Clinical rationale for thymic restoration in adult immunosenescence
摘要
Age-related thymic involution is a central feature of immunosenescence and intersects with multiple “hallmarks of aging”, including genomic instability, telomere attrition, mitochondrial dysfunction, and chronic inflammation. The decline in thymic epithelial integrity and FOXN1-driven thymopoiesis reduces naïve T-cell output, contracts TCR repertoire diversity, and perturbs central tolerance, contributing to increased susceptibility to infection, cancer, and autoimmunity.

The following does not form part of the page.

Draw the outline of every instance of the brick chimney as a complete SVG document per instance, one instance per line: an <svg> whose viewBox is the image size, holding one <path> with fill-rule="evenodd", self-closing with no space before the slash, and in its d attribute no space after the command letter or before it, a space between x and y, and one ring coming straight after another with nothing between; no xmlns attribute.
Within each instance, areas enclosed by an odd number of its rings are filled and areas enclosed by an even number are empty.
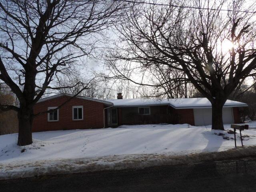
<svg viewBox="0 0 256 192"><path fill-rule="evenodd" d="M117 94L117 99L123 99L123 96L122 95L122 93Z"/></svg>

These changes occur alongside broader immune-aging phenomena such as inflammaging and frailty and are reflected in poorer vaccine responses and altered outcomes to novel pathogens such as SARS-CoV‑2. This review integrates mechanistic, preclinical, and human data to reassess the adult thymus as a therapeutic target. Higher-confidence domains for thymic restoration include cancer immunosurveillance, infectious disease vulnerability, vaccine responsiveness, and post-treatment immune reconstitution, supported by modeling of age-related disease incidence, transplant and HIV cohorts, and new observational links between radiographic thymic health, mortality, and immunotherapy outcomes. High-plausibility but less directly validated domains include autoimmunity, chronic herpesvirus control, HIV immunological non-responders, and post-acute infection syndromes such as long COVID, which share convergent patterns of T-cell dysfunction and persistent immune activation. The translational landscape spans hormonal and somatotropic modulation (sex steroid ablation, growth hormone/ghrelin), cytokine and growth-factor strategies (IL‑7, IL‑22, KGF/BMP4, FGF21), cell- and tissue-engineering approaches leveraging thymic epithelial stem cells and FOXN1-reprogrammed stromal cells, and gene-therapy concepts such as intrathymic AAV delivery of FOXN1, AIRE, chemokines, and stromal-support pathways. Collectively, these data support the biological plausibility of adult thymus restoration but highlight that robust, domain-specific clinical benefits have not yet been demonstrated in controlled trials. Future work should prioritize harmonized structural and functional biomarkers, domain-focused interventional studies in high-risk populations, and combined strategies that situate thymus-directed interventions within broader efforts to modify immune and organismal aging.